Following a diagnosis of scoliosis, a physician monitors the growth, formation, and symmetry of the spine, documenting visible symptoms including hip, ribcage, and shoulder misalignments to determine the proper course of treatment. Early intervention is imperative where females, rapid growth at puberty, and hereditary traits are common risk factors that will dictate the progression of scoliosis in patients. During adolescence, two types of braces exist including thoracolumbosacral orthosis (TLSO) and the Milwaukee brace, each serving the distinctive purpose of offsetting further curvature of the spine throughout the bone maturity process.

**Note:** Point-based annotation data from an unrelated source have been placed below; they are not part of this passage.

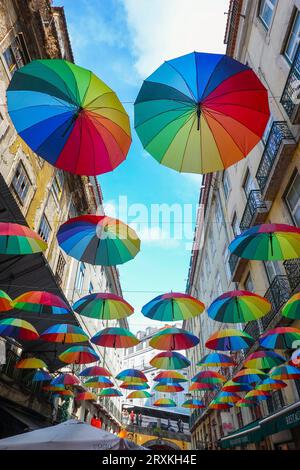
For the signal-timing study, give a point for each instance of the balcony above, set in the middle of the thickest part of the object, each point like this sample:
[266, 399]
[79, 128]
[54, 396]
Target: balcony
[290, 97]
[279, 148]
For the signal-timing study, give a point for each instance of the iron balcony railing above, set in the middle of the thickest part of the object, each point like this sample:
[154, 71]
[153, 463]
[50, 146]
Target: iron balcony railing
[278, 134]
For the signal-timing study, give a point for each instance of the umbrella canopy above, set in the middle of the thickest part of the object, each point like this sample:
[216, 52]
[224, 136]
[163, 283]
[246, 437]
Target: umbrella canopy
[5, 302]
[69, 117]
[104, 306]
[64, 333]
[268, 242]
[173, 306]
[79, 355]
[292, 308]
[170, 339]
[18, 239]
[164, 403]
[115, 338]
[41, 302]
[31, 363]
[263, 360]
[200, 113]
[238, 307]
[18, 329]
[280, 338]
[193, 403]
[170, 360]
[249, 376]
[93, 371]
[216, 360]
[98, 240]
[229, 340]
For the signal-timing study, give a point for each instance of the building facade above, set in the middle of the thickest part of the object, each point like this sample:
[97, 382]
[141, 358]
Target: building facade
[263, 188]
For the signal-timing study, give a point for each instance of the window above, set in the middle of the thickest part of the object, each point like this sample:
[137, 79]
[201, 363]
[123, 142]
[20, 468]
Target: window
[292, 199]
[293, 40]
[266, 11]
[45, 228]
[21, 182]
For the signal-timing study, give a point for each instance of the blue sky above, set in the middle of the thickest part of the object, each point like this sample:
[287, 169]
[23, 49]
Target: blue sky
[124, 41]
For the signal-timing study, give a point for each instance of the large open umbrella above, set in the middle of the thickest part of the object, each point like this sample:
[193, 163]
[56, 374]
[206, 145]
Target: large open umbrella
[173, 306]
[104, 306]
[268, 242]
[200, 113]
[69, 117]
[16, 239]
[238, 307]
[98, 240]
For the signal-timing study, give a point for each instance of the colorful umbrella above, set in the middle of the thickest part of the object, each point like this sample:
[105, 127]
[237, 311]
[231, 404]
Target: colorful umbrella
[193, 403]
[238, 306]
[93, 371]
[173, 307]
[103, 306]
[18, 329]
[31, 363]
[98, 240]
[263, 360]
[249, 376]
[115, 338]
[268, 242]
[69, 117]
[170, 339]
[170, 360]
[216, 360]
[200, 113]
[292, 308]
[79, 355]
[41, 302]
[18, 239]
[165, 403]
[280, 338]
[64, 333]
[5, 302]
[229, 340]
[139, 394]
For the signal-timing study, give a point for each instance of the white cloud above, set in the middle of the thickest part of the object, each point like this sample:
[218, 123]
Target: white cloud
[165, 29]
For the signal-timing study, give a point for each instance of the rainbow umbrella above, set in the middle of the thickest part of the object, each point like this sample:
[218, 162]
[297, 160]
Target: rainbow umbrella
[193, 403]
[268, 242]
[115, 338]
[238, 306]
[285, 372]
[93, 371]
[139, 394]
[173, 306]
[103, 306]
[98, 240]
[5, 302]
[280, 338]
[170, 360]
[18, 329]
[84, 396]
[79, 355]
[165, 403]
[229, 340]
[110, 392]
[216, 360]
[200, 113]
[41, 302]
[31, 363]
[69, 117]
[170, 339]
[292, 308]
[18, 239]
[249, 376]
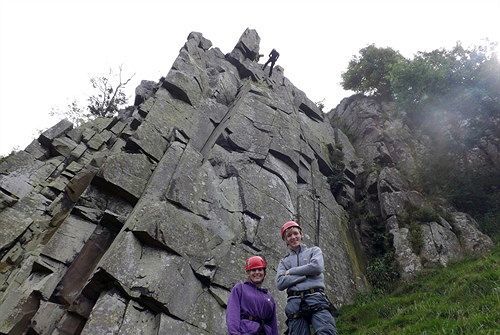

In clinical settings, the Cobb angle is the baseline criterion for measuring the curvature of the spine following the sloping pattern between the top and bottom vertebrate where a curvilinear deviation is evident, marking the severity of the angular tilt away from the midline axis of the body. A physician uses this methodology to ascertain the extent of the spinal curvature in which the gradation of degrees qualifies as normal (10-15 degrees), intermediate (20-40 degrees), or severe (40 or more) in terms of angulation, warranting the application of a back brace or corrective surgery. In the workplace, the Cobb angle serves as a metric for introducing ergonomic accommodations for individuals with scoliosis where customized equipment is specially tailored to fit the contour of the back, buffering the muscles and vertebral discs against ongoing back pain to maintain a comfortable posture.

Although scoliosis develops at a slow rate, individuals should consult a physician to receive a diagnosis in determining the proper therapeutic modalities to offset the likelihood of incurring an exaggerated curvature of the spine in conjunction with precluding etiological consequences of cardiorespiratory problems.